I’ve been on my inward journey for five months now. To recap, I stopped dating and drinking and smoking (and really doing anything too fun,) in the interest of searching inward. I had a deeply spiritual experience in the jungle of Mexico and realized that everything I am seeking is within myself. Bright eyed and bushy tailed, I stepped back onto US soil sure that I had the key to existence. We simply have to let go of the momentary joys and fulfillment in the interest of something deeper. We have to cut off the quick dopamine and restless adrenaline to allow something quieter and mightier to come through. Here’s how it’s going:
I dread quiet time with God. Everything in me rebels when I grab my Bible and journal in search of somewhere quiet to listen to Him.
I spent the last week smoking pot and eating cake and didn't workout once.
On Saturday I had two drinks just to feel less socially awkward. It did not work.
My house is half unpacked, waiting for me to find the will and the time to make it fully functioning.
I made out with a long time friend of mine that I used to have a thing for. He leaned in, and for a minute, I just wanted to be a 28 year old girl having fun and not this 100 year old philosophy professor who lives in my head. It was fun. Him and I have nothing in common.
I have failed at being sober and alone. I have not had a grand spiritual awakening. I am not instantly fantastic at becoming a completely new person and I find that disappointing.
I am on the verge of tears but can’t seem to cry. I am mourning, I think. Quietly, in the background of my life. Mourning the life I thought I would live. The family I would have. The people who I thought would still be here.

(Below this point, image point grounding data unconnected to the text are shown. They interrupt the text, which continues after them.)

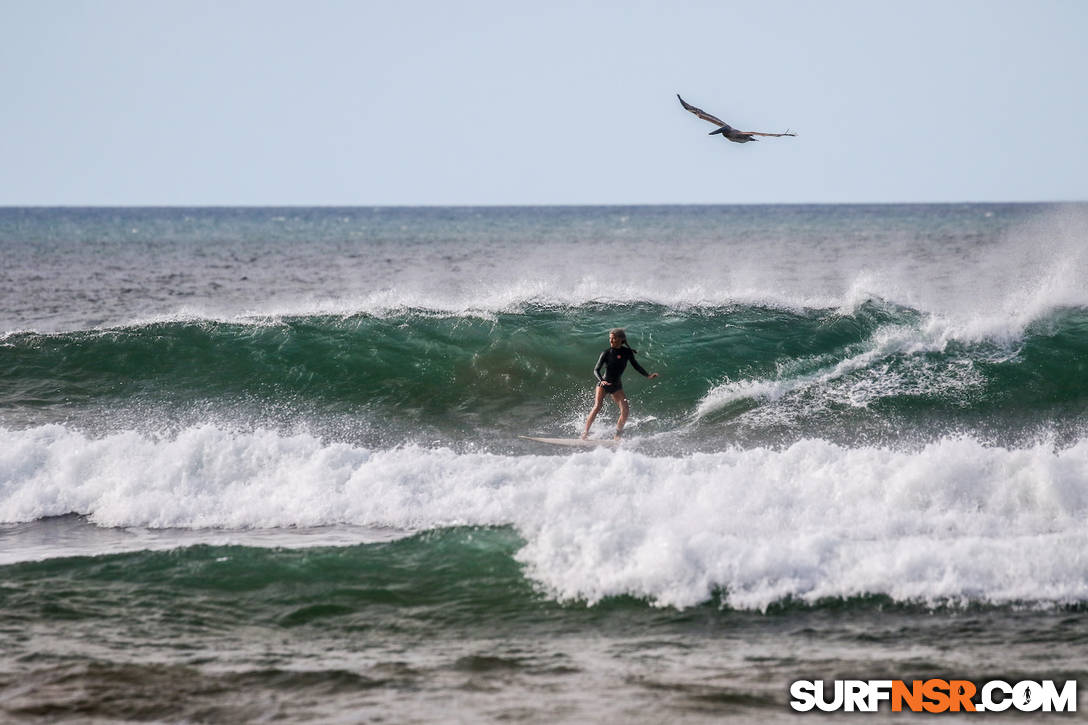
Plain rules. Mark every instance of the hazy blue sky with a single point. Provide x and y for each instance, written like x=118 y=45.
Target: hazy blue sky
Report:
x=402 y=102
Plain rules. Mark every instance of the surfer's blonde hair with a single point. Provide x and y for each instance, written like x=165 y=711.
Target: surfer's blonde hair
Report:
x=621 y=333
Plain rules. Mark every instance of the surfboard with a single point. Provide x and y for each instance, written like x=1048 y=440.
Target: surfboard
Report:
x=572 y=442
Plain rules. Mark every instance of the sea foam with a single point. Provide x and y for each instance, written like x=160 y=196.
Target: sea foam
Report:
x=955 y=520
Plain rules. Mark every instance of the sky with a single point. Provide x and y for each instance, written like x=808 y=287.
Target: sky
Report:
x=507 y=102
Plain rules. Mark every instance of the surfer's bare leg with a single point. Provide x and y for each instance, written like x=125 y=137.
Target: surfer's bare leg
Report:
x=593 y=414
x=623 y=410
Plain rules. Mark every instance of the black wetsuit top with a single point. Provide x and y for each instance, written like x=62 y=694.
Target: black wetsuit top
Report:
x=614 y=360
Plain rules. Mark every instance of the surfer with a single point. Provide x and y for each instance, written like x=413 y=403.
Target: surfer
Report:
x=614 y=360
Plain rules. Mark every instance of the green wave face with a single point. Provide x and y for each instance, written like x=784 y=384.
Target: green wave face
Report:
x=743 y=373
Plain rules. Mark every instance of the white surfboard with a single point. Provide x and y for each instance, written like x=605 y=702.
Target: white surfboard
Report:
x=572 y=442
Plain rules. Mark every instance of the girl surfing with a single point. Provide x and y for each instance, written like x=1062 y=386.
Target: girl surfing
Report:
x=614 y=360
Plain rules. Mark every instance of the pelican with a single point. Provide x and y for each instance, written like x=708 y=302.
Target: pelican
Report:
x=726 y=130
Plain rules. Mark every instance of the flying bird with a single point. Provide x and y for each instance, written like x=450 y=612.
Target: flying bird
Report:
x=726 y=130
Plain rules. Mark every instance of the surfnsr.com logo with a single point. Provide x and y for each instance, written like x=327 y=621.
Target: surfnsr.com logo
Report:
x=934 y=696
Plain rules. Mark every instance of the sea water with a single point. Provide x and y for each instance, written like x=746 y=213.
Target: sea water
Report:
x=264 y=464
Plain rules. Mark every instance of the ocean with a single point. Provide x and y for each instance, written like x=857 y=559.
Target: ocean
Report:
x=264 y=464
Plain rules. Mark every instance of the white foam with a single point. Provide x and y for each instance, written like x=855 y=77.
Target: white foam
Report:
x=840 y=382
x=953 y=520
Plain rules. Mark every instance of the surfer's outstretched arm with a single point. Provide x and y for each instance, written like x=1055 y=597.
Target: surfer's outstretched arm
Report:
x=634 y=364
x=601 y=364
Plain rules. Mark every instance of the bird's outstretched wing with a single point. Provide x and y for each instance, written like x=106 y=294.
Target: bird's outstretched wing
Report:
x=759 y=133
x=701 y=113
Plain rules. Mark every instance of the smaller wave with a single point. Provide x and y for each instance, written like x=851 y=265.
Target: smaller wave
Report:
x=954 y=520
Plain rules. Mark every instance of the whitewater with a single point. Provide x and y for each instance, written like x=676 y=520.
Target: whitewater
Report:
x=280 y=449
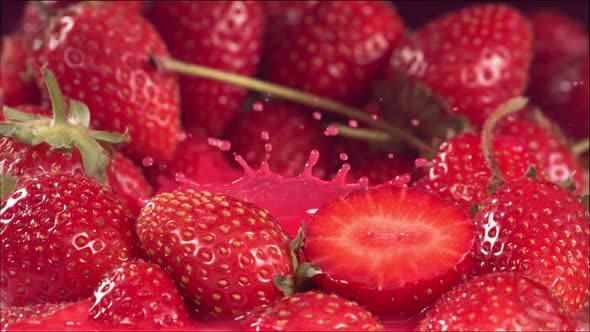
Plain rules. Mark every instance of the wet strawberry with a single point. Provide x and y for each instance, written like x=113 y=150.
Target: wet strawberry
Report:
x=459 y=171
x=337 y=50
x=540 y=230
x=224 y=35
x=475 y=58
x=393 y=250
x=60 y=233
x=497 y=302
x=290 y=130
x=312 y=311
x=222 y=252
x=16 y=81
x=138 y=295
x=103 y=61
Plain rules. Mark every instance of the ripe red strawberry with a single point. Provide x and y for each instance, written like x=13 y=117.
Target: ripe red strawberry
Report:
x=497 y=302
x=459 y=171
x=138 y=295
x=221 y=252
x=393 y=250
x=551 y=154
x=337 y=50
x=198 y=161
x=290 y=130
x=312 y=311
x=60 y=233
x=565 y=96
x=475 y=59
x=16 y=82
x=101 y=57
x=225 y=35
x=540 y=230
x=46 y=316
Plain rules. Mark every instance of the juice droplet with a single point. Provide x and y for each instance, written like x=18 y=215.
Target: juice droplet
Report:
x=421 y=162
x=258 y=107
x=147 y=161
x=331 y=130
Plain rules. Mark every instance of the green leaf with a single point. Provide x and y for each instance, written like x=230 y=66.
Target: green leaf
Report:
x=13 y=114
x=7 y=185
x=104 y=136
x=79 y=114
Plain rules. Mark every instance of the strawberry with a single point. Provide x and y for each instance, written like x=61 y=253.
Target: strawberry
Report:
x=291 y=132
x=497 y=302
x=139 y=295
x=337 y=50
x=60 y=233
x=393 y=250
x=540 y=230
x=101 y=57
x=225 y=35
x=565 y=96
x=16 y=82
x=222 y=252
x=459 y=171
x=312 y=311
x=551 y=154
x=48 y=316
x=475 y=58
x=196 y=160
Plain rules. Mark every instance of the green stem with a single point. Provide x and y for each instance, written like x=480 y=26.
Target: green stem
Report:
x=57 y=100
x=325 y=104
x=487 y=133
x=581 y=147
x=362 y=134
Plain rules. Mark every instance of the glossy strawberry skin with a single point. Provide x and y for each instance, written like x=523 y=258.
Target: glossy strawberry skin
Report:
x=221 y=252
x=289 y=129
x=225 y=35
x=60 y=233
x=540 y=230
x=103 y=61
x=23 y=161
x=337 y=50
x=476 y=58
x=494 y=302
x=371 y=246
x=551 y=154
x=17 y=83
x=138 y=295
x=312 y=311
x=460 y=173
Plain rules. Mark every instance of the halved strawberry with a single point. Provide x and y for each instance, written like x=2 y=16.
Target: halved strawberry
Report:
x=393 y=250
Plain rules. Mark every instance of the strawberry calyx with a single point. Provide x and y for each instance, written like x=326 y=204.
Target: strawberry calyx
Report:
x=67 y=129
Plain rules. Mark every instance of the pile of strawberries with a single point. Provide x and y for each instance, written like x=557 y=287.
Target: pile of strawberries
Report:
x=472 y=131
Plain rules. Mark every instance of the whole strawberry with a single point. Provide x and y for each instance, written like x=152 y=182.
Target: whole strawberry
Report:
x=337 y=50
x=540 y=230
x=393 y=250
x=224 y=35
x=291 y=132
x=475 y=59
x=459 y=171
x=497 y=302
x=312 y=311
x=101 y=57
x=222 y=253
x=60 y=233
x=16 y=82
x=138 y=295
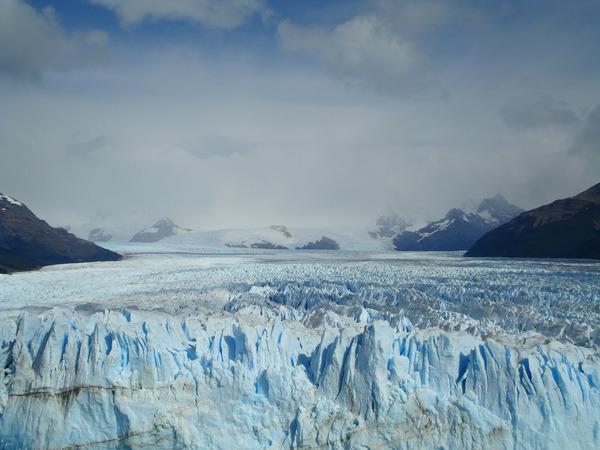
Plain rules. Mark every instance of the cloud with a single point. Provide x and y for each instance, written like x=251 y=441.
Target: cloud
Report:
x=380 y=47
x=216 y=147
x=587 y=140
x=89 y=146
x=32 y=41
x=224 y=14
x=539 y=111
x=363 y=49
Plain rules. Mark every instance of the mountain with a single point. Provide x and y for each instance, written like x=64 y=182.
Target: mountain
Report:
x=27 y=242
x=458 y=230
x=162 y=229
x=388 y=226
x=566 y=228
x=324 y=243
x=274 y=237
x=99 y=235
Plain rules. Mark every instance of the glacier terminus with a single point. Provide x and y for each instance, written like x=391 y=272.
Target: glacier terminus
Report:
x=264 y=349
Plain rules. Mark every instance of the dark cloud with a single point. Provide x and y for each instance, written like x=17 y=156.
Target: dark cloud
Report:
x=540 y=111
x=226 y=14
x=587 y=140
x=89 y=146
x=32 y=42
x=216 y=147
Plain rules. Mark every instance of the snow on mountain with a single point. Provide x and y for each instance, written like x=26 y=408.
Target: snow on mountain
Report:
x=389 y=225
x=99 y=235
x=120 y=226
x=28 y=242
x=216 y=352
x=275 y=237
x=162 y=229
x=566 y=228
x=458 y=230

I’ve been writing in my actual journal more as I navigated how to treat this little online forum. Here’s an entry from a couple weeks ago. It was during a serendipitous moment when everything cleared and I sat with God overlooking the ocean and wildflowers. One of those moments when everything felt gentle and peaceful and Roman slept and God and I chatted.
“Joyce sat on the couch across from me and told me her story. I remember thinking when she walked in, she had that perfect Christian vibe. The one I had never mastered. Then she started speaking.
She had gotten pregnant unexpectedly, like me. She was 22 at the time. She stayed with the dad for a few years, hoping to make it work, but knew in her heart he wasn't the right man for her. So she did the very scary thing of leaving, trusting that God had more for her.
‘Because that’s what God does. He takes our messiness and our mistakes and writes the most beautiful story out of them.’
Her words brought me to my knees. Not because they were eloquent or complex or dripping in metaphor. For the exact opposite actually. They were simple and true and full of the love of God. It’s something that can’t be faked.
‘Approach the Word like God having a secret for you. Let it speak life into you.’”
For all my plots and plans and determination to be someone else, I don’t think that is going to happen. I don’t think there is a finish line for me to cross. I think perhaps this is it. Perhaps the magic is simple. It is allowing God to speak life into you. Maybe the more I do that, the more polished I’ll become. Or perhaps, the exact opposite will happen.
I am a flawed and bleeding and profoundly human thing on this planet. I want to continue the work of going inward. Perhaps with less control. With hands more open to the approaching moment. I want to experience God as a secret waiting for me, not a box I checked for today.
In the interest of that, I am opening the Bible and asking God for a verse. I hear Philippians 1:3 - something about finishing a good work that has been started in you. Today it is with the faith of a mustard seed that I trust there is a greater work at play in my life. And for today that will be enough. Cheers.